Kafka
Orchestrators like Temporal and Airflow have a coordinator to wrap. Choreography does not. Agents that react autonomously to Kafka topics have no single point where policy can be enforced, which is exactly what makes event-driven agent systems structurally hard to govern. chio plugs into the consumer side, evaluates each event before the agent acts on it, and writes receipts into Kafka transactions so the offset commit and the attestation land atomically. The integration ships today as the chio-streaming Python package wrapping confluent-kafka-python, with adapters for NATS, Pulsar, EventBridge, Pub/Sub, and Redis Streams on the documented roadmap.
Why Kafka Through chio
The Kafka consumer loop is the agent's trigger loop. An event arrives on a topic, the agent decides what to do, it calls tools in response, and it emits result events downstream. Every link in that chain is a capability boundary: the agent must be authorized to consume the inbound topic, authorized to call each tool, and authorized to produce to each outbound topic. chio evaluates all three.

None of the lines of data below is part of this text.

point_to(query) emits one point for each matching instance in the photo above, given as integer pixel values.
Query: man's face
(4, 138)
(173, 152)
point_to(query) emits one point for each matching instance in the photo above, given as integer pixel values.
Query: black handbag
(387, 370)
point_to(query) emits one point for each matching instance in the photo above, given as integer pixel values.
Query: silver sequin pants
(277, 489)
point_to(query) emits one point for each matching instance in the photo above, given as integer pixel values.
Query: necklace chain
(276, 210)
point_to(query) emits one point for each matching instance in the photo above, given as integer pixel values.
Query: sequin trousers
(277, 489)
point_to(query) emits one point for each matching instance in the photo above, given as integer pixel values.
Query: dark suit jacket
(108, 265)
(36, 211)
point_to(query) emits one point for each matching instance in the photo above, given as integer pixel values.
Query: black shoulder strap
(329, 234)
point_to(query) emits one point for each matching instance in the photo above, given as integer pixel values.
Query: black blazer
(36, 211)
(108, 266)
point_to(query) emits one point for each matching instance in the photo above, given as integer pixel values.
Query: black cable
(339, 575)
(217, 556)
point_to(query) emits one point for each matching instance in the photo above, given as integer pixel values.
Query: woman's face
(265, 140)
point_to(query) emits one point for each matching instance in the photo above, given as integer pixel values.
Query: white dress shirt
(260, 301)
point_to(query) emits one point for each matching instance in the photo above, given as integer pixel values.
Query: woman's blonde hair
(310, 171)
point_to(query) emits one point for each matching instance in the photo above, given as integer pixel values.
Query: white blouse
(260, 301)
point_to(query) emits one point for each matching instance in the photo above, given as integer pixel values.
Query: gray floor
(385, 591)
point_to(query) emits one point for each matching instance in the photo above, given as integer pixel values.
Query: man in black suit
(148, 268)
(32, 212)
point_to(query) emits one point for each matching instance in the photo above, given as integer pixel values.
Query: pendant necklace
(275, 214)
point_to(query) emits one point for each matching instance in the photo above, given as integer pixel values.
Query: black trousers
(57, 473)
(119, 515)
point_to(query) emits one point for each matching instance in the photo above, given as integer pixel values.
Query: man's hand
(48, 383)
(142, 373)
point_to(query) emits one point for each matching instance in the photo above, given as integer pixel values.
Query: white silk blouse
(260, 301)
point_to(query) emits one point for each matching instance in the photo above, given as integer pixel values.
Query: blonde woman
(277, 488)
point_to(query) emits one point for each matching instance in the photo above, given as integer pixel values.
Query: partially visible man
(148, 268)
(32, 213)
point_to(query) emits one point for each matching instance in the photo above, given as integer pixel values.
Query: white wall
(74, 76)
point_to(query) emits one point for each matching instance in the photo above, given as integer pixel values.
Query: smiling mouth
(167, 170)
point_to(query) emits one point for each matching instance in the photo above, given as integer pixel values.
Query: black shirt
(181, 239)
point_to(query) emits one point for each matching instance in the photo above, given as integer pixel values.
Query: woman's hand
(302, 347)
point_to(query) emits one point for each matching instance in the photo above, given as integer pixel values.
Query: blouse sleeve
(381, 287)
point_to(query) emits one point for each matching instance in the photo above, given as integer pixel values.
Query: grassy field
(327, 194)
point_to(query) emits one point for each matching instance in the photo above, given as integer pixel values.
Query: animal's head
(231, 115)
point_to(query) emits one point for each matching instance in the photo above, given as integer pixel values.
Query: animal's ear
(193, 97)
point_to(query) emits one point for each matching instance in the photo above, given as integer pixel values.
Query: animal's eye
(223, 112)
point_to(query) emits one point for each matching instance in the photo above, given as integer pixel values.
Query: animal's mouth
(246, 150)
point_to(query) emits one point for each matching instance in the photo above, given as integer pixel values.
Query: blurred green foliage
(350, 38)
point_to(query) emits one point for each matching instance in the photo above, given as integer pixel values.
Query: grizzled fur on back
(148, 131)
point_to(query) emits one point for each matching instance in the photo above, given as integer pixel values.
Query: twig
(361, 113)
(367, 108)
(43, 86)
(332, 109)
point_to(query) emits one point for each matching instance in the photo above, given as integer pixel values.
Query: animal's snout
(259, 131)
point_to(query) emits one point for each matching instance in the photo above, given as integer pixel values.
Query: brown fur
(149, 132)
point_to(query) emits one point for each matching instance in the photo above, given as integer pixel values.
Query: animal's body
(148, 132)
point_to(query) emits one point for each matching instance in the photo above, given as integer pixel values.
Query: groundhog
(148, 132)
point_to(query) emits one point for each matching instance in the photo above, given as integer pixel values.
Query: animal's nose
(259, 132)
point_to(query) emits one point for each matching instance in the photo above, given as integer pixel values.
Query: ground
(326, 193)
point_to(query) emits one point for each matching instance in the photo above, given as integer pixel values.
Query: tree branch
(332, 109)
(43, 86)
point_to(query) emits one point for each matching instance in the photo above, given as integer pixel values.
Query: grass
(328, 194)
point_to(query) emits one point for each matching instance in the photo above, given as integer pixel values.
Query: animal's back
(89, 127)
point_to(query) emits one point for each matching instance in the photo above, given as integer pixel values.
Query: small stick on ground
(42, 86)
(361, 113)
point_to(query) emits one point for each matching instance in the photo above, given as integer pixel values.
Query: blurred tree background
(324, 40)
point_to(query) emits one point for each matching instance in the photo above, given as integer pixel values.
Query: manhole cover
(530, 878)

The alternative is no governance at all. Kafka itself offers ACLs for topic read and write, but ACLs do not model scope, budget, guard pipelines, or signed attestation. They answer whether a principal can read a topic, not whether this specific message, with this specific content, in this specific choreography, is permitted to drive a tool call right now.

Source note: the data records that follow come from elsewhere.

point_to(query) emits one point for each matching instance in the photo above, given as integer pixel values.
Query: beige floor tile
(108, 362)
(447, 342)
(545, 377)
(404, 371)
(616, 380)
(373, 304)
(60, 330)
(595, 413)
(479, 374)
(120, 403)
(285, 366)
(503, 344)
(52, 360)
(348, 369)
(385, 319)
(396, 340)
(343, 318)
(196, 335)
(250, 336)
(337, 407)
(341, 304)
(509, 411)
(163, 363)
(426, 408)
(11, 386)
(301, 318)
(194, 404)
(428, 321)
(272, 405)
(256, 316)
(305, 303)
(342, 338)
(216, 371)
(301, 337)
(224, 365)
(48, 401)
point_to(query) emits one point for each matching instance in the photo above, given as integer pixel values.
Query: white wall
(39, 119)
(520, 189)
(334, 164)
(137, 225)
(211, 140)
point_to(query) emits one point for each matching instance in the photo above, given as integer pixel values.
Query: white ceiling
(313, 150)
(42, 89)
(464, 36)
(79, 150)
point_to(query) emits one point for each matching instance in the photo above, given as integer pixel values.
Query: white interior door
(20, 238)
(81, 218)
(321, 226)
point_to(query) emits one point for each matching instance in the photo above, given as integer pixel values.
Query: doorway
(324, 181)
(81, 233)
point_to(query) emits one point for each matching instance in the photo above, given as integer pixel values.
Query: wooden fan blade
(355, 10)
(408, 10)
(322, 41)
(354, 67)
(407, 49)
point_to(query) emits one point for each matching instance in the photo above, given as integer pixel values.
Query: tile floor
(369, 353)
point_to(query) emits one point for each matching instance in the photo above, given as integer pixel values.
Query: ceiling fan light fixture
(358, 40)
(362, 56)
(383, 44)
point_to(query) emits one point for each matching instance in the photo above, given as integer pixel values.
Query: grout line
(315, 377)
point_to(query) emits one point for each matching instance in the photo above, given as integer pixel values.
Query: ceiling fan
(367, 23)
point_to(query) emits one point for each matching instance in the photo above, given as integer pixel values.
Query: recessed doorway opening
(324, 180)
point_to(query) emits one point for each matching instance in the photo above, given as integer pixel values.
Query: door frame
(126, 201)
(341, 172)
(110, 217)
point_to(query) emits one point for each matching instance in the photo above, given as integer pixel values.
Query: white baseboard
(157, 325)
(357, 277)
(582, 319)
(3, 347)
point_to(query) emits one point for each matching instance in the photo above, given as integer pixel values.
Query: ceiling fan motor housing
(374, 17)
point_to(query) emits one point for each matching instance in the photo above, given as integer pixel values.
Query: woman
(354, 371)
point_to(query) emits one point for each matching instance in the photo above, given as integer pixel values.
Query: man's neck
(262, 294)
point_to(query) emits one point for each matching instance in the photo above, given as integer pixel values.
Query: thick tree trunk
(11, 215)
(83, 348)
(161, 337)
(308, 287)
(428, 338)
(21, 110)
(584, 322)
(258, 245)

| Event streaming alone | Event streaming + chio |
|---|---|
| Agents consume freely once they have ACL read | Scoped capabilities per topic and per content class |
| No audit of tools an agent invokes in response | Signed receipts on every tool call triggered by an event |
| Schema Registry governs data shape | chio governs what agents do with the data |
| Dead letter means processing failed | Dead letter means processing was not authorized |
| Exactly-once avoids duplicate processing | Exactly-once plus receipt commit: attested processing |
Consumer-Side Enforcement
chio does not touch the broker. The broker stays a dumb pipe, which is important for compatibility with managed services like MSK and Confluent Cloud. Governance lives inside the consumer process, next to the agent loop, and every poll goes through the kernel before it is handed to application code:
Two capability boundaries exist per event. First, consumption: is this agent authorized to see this topic and this message? Second, tool invocation: for each tool the agent calls in response, is the call permitted? Production is a third boundary when the agent writes result events back out. Each of the three produces a distinct receipt, and the receipts link together so the full chain can be reconstructed.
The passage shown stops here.